Art. 64 schrieb bis anhin die „Oberaufsicht des Staates“ vor. Diese Oberaufsicht beschränkte sich in der Praxis auf die „Einhaltung der demokratischen Spielregeln“ sowie auf die „korrekte Verwendung der Gelder“. Dennoch sind Gelder der Kirchen nicht nur in geistliches, sondern auch in politisches Engagement geflossen. Ich denke dabei an Stellungnahmen zur Asylpolitik im Kirchenboten oder an Gelder, welche im evangelischen Tagungszentrum Boldern für Themen „vergeworkshopelt“ werden; Viele Christen sehen die Politik anders, als die „offizielle“ Kirche nach einer zweitägigen meditativen Sitzung verlauten lässt.

Genau der „laute“ politische Flügel wird innerhalb der Kirche durch die Trennungsinitiative gestärkt, denn durch die Austritte der Andersdenkenden finanziert er sich ja zunehmend selbst. Er gewinnt dabei entweder an Einfluss oder er trennt sich als religiös-politisch unbequeme Gruppe von den gemässigten Kirchenmitgliedern ab.

Wäre es nicht besser, anstatt der Kirche den „Laufpass“ zu geben, in ihr Verantwortung wahrzunehmen und sich in die innerkirchlichen Diskussionen einzuschalten? Von den demokratischen Strukturen, welche der Staat in der Kirche garantiert, sollten wir Gebrauch machen!

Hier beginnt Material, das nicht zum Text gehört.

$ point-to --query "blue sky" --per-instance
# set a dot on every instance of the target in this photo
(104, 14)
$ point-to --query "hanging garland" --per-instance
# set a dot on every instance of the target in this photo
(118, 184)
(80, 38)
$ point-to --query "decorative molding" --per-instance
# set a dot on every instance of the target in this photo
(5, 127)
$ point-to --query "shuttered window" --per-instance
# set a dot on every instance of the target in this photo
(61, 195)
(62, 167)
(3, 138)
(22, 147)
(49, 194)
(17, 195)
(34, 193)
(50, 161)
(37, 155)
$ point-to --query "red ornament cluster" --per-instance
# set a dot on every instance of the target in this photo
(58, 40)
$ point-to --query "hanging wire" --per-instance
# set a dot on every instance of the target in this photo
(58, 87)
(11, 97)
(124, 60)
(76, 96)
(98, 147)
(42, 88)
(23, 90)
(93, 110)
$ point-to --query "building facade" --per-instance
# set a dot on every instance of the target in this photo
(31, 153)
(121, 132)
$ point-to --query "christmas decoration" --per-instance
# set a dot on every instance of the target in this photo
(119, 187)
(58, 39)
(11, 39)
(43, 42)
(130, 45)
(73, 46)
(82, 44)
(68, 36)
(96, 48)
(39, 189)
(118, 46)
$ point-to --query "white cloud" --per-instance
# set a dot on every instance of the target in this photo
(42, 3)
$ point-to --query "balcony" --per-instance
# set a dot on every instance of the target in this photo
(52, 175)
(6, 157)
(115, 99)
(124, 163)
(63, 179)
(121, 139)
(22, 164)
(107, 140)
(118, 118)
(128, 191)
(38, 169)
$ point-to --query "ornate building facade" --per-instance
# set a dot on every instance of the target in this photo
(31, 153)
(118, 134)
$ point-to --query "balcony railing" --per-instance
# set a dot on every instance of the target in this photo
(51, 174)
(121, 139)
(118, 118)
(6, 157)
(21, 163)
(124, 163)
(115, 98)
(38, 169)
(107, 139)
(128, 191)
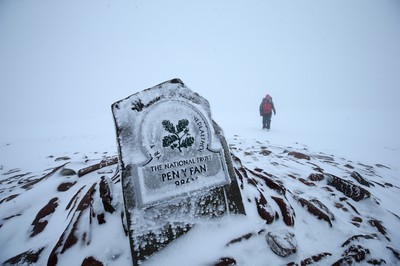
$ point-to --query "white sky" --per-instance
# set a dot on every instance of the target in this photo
(63, 60)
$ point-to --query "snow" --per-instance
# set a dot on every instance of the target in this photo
(332, 68)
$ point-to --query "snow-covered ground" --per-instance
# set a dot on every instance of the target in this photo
(332, 67)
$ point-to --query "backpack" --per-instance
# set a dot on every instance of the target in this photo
(266, 107)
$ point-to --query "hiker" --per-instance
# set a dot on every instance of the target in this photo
(266, 108)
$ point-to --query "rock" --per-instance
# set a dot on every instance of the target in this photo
(67, 172)
(65, 158)
(360, 179)
(316, 177)
(90, 261)
(355, 192)
(357, 252)
(225, 262)
(26, 258)
(299, 155)
(65, 186)
(282, 243)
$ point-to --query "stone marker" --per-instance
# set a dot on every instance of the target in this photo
(175, 164)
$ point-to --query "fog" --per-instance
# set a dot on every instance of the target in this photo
(67, 60)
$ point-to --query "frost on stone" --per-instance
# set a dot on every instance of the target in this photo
(282, 243)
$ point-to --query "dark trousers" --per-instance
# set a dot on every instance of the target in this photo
(267, 121)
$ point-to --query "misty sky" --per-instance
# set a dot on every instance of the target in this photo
(60, 60)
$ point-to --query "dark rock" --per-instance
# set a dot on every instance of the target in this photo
(376, 261)
(345, 261)
(382, 166)
(349, 166)
(316, 258)
(265, 152)
(379, 226)
(65, 186)
(299, 155)
(314, 210)
(357, 252)
(264, 209)
(90, 261)
(25, 258)
(105, 195)
(396, 253)
(360, 179)
(65, 158)
(67, 172)
(307, 183)
(40, 223)
(355, 192)
(282, 243)
(316, 177)
(286, 210)
(356, 237)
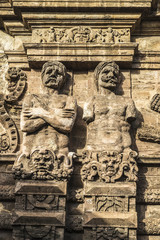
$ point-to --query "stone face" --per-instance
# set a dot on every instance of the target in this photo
(79, 120)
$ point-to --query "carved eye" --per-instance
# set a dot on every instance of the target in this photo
(49, 71)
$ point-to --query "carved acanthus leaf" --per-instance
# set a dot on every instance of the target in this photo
(9, 135)
(81, 35)
(44, 165)
(110, 167)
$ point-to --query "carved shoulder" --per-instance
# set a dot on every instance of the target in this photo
(88, 110)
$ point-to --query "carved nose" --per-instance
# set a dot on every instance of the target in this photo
(54, 73)
(110, 163)
(110, 74)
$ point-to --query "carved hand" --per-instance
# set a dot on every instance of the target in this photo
(34, 113)
(64, 113)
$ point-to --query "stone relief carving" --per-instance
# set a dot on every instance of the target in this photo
(48, 116)
(81, 35)
(149, 195)
(76, 195)
(109, 118)
(110, 204)
(35, 232)
(149, 226)
(75, 223)
(147, 132)
(110, 233)
(110, 167)
(42, 201)
(16, 79)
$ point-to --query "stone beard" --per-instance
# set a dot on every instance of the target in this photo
(46, 120)
(108, 115)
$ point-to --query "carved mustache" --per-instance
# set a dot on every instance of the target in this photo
(53, 80)
(109, 79)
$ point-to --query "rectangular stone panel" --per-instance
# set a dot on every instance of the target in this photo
(33, 187)
(110, 189)
(108, 219)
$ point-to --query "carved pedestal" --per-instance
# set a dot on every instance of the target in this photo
(110, 210)
(39, 210)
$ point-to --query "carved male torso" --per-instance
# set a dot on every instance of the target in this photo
(49, 135)
(110, 128)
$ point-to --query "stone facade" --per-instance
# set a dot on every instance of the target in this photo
(79, 120)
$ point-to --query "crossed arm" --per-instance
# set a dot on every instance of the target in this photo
(33, 118)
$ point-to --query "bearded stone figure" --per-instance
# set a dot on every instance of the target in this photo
(46, 120)
(109, 118)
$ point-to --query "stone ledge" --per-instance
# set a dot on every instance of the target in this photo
(38, 218)
(107, 219)
(110, 189)
(42, 187)
(42, 52)
(83, 4)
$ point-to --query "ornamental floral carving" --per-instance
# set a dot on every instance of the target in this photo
(46, 121)
(16, 79)
(110, 167)
(110, 204)
(110, 233)
(44, 165)
(149, 226)
(81, 34)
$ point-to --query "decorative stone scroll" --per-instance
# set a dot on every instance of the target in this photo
(155, 103)
(45, 165)
(46, 120)
(110, 167)
(150, 133)
(110, 233)
(16, 85)
(81, 35)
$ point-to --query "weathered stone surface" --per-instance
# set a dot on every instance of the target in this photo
(95, 193)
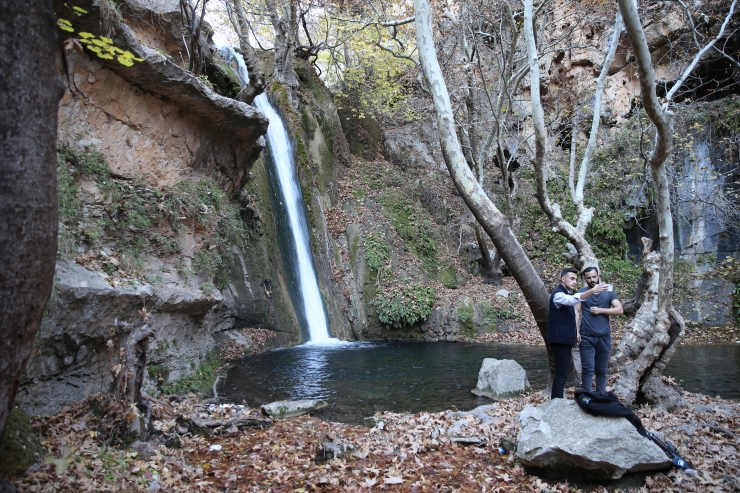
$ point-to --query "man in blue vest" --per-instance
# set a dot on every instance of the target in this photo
(562, 332)
(594, 334)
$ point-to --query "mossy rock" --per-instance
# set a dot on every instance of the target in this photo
(20, 446)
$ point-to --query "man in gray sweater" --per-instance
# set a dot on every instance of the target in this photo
(594, 332)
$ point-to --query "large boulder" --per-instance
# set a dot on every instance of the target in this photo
(500, 379)
(560, 440)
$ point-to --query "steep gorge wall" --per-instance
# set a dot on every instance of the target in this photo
(132, 140)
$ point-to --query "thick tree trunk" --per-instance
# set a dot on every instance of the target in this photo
(657, 328)
(584, 255)
(492, 273)
(651, 339)
(29, 99)
(285, 43)
(489, 217)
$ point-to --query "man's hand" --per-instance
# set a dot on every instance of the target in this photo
(600, 288)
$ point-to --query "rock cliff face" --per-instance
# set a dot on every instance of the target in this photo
(142, 230)
(152, 127)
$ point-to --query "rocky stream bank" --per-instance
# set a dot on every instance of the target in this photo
(399, 452)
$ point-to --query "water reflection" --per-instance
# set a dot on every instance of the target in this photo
(358, 379)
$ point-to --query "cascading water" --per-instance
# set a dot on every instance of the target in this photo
(281, 151)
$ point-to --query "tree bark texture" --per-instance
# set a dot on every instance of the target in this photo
(491, 265)
(285, 42)
(648, 344)
(489, 217)
(29, 98)
(661, 337)
(585, 256)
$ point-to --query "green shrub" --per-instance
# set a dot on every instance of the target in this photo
(412, 224)
(200, 381)
(448, 277)
(142, 220)
(466, 319)
(376, 251)
(406, 305)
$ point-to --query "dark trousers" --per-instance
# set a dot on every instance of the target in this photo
(594, 360)
(562, 353)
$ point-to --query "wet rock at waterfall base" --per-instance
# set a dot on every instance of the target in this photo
(501, 379)
(289, 409)
(560, 440)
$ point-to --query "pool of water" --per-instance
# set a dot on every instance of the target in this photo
(357, 379)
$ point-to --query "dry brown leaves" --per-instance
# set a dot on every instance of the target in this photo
(404, 453)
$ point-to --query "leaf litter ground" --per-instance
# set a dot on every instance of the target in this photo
(402, 452)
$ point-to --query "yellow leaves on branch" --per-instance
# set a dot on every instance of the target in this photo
(100, 45)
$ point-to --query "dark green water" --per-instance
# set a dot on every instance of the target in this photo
(358, 379)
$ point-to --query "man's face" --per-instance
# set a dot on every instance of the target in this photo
(592, 278)
(569, 280)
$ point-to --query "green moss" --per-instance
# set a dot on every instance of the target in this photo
(20, 446)
(353, 249)
(201, 381)
(411, 223)
(376, 251)
(466, 319)
(406, 305)
(448, 277)
(683, 276)
(359, 194)
(142, 220)
(158, 373)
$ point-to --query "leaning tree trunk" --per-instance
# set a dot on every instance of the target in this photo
(584, 255)
(657, 329)
(489, 217)
(285, 42)
(492, 273)
(28, 201)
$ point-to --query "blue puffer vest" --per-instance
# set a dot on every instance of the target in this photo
(561, 322)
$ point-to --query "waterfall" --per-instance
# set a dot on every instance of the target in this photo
(281, 151)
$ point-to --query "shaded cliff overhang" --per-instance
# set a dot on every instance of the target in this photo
(158, 74)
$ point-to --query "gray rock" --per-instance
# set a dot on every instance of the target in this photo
(289, 409)
(479, 412)
(560, 440)
(144, 450)
(457, 428)
(500, 379)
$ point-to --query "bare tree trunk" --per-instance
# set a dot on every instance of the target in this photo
(28, 199)
(489, 217)
(581, 254)
(491, 265)
(256, 76)
(194, 22)
(285, 43)
(657, 328)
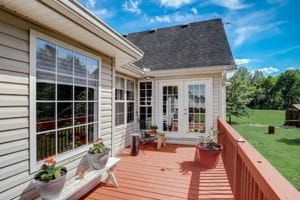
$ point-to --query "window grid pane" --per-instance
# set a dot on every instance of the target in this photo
(145, 105)
(66, 99)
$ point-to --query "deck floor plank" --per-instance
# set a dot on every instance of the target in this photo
(168, 173)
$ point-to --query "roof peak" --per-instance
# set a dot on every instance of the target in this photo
(188, 24)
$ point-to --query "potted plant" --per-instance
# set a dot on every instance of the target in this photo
(153, 129)
(98, 154)
(208, 150)
(50, 179)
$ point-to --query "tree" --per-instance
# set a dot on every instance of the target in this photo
(257, 80)
(239, 93)
(288, 85)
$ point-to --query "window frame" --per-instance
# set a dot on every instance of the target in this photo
(125, 101)
(34, 35)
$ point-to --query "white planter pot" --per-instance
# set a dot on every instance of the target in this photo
(99, 160)
(51, 189)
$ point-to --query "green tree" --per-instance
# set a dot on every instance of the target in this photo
(239, 93)
(288, 86)
(257, 80)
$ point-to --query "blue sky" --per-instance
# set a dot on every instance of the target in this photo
(263, 34)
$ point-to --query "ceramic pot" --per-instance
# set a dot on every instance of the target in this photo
(51, 189)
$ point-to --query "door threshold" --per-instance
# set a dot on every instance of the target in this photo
(176, 140)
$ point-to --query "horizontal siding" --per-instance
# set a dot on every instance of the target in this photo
(16, 181)
(106, 102)
(14, 65)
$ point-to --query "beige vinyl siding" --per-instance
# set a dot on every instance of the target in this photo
(122, 133)
(217, 92)
(15, 177)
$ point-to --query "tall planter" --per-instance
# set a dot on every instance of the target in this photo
(99, 160)
(50, 189)
(208, 158)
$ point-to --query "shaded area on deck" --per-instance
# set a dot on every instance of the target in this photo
(168, 173)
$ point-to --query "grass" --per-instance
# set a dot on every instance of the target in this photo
(281, 149)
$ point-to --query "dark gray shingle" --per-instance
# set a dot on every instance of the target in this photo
(197, 45)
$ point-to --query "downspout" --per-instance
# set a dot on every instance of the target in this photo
(113, 108)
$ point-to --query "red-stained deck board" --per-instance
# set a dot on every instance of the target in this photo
(168, 173)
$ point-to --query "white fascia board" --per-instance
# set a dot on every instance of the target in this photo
(77, 23)
(131, 70)
(92, 19)
(189, 71)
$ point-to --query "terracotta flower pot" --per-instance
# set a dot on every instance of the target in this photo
(208, 158)
(50, 189)
(99, 160)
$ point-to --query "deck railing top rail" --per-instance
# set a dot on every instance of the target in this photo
(251, 176)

Das Verhältnis zwischen Kirche und Staat beruht im Kanton Zürich auf Tradition. Die Wertmassstäbe unserer Gesellschaft sind christlich fundiert. Grundprinzipien, wie zum Beispiel dasjenige von „Treu und Glauben“ wären ohne christlichen Hintergrund kaum denkbar. Dieser staatstragende Hintergrund ist in der heutigen „offenen“ Gesellschaft alles andere als selbstverständlich. Dank des Zusammengehens von Kirche und Staat wird an der Zürcher Volksschule Religionsunterricht erteilt und auch das Zusammengehen in sich bewirkt eine ständige Erinnerung an christliche Werte.

Ohne Moralvorstellungen sind einige aktuellen Fragen schlichtweg unlösbar. Beispielsweise die Frage nach dem Wert von menschlichem Leben bei Schwangerschaftsabbruch, Sterbehilfe und Todesstrafe oder die Fragen der Sexualerziehung. Statt der Kirche die finanziellen Mittel zu verweigern, sollten wir in ihr werterhaltend wirken (wobei Toleranz nicht der einzige Wert ist) und Moralvorstellungen formulieren.

Es gehört zu den Aufgaben der Landeskirchen, die gegenwärtige Ethikdiskussion obiger Fragen von universitären Lehrstühlen mit einem „biblischen Touch“ versehen ins Volk und die Politik zu übertragen.

Kirchen können nur als offenes, breit abgestütztes demokratisches Forum, wo verschiedene Meinungen auf christliche und staatstragende Werte abgestimmt werden, eine Berechtigung als Moralinstanz haben.

Alles andere mündet entweder ins Totalitäre oder ins Morallose. Schauen wir am 24. September, dass es nicht soweit kommt.